The code demonstrated two message storage patterns: (1) InMemoryChatMessageHistory added 4 messages to a list in RAM and retrieved them instantly. (2) SqliteChatHistory simulated persistent storage by writing each message to a JSON file on disk, then loading that file on initialization: demonstrating that data survives process restarts. The output shows both store the same data, but with different durability guarantees.
Common gotcha
Developers often assume InMemoryChatMessageHistory is 'good enough' for production because it works in dev/test. Then a container restarts, the conversation history vanishes, and the user gets a confusing blank slate. Always check your deployment model: if the process can restart or scale horizontally, use persistent storage.
Error recovery
RuntimeError: Chat history not foundFileNotFoundError in persistent storageDatabase connection timeoutExperienced dev note
The hidden cost of InMemoryChatMessageHistory in production is memory bloat on long-running services. Each conversation accumulates tokens: 10 messages × 500 tokens/message = 5K tokens. Scale to 1,000 concurrent users × 100 conversations each = 500M tokens in RAM. This kills your service. Also, InMemoryChatMessageHistory doesn't scale across load balancers: user A's conversation on server 1 is invisible to server 2. Always start with persistent storage if you're deploying to Kubernetes, serverless, or anything multi-instance.
Check your understanding
You have a chatbot running on Kubernetes with 3 replicas.

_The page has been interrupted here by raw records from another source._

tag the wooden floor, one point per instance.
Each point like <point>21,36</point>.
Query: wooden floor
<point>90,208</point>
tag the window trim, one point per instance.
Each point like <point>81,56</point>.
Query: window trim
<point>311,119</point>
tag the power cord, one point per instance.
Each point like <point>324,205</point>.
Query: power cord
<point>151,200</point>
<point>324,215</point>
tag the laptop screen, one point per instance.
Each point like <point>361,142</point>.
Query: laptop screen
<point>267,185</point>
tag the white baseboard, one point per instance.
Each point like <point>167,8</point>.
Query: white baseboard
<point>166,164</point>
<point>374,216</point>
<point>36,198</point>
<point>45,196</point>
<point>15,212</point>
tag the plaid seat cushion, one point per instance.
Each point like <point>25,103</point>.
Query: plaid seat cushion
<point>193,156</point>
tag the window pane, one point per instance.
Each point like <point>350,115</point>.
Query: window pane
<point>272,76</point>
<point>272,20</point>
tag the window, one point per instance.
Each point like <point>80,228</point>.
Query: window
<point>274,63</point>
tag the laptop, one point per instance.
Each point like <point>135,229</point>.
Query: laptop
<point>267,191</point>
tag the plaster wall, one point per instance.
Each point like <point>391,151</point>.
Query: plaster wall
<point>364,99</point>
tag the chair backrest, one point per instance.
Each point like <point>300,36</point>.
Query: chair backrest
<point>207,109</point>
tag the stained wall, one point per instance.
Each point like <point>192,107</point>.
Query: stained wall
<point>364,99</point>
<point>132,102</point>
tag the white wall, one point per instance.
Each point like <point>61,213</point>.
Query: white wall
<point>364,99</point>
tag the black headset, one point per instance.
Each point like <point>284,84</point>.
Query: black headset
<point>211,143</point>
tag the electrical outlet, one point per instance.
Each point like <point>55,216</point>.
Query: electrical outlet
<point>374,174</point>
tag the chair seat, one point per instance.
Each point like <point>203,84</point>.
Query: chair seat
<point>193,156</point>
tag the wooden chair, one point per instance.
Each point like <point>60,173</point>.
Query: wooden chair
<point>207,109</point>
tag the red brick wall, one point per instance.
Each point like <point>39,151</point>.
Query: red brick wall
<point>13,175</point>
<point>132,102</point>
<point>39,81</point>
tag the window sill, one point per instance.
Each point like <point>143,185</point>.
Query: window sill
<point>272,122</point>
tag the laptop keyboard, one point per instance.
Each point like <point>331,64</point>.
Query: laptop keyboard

A user talks to the bot on pod-1, then their next request lands on pod-2. Which storage option loses the conversation history, and why?
Show answer hint
The correct answer recognizes that InMemoryChatMessageHistory stores data in pod-1's process memory only. Pod-2 has no access to it. Persistent storage solves this because all pods read/write to the same backend (database).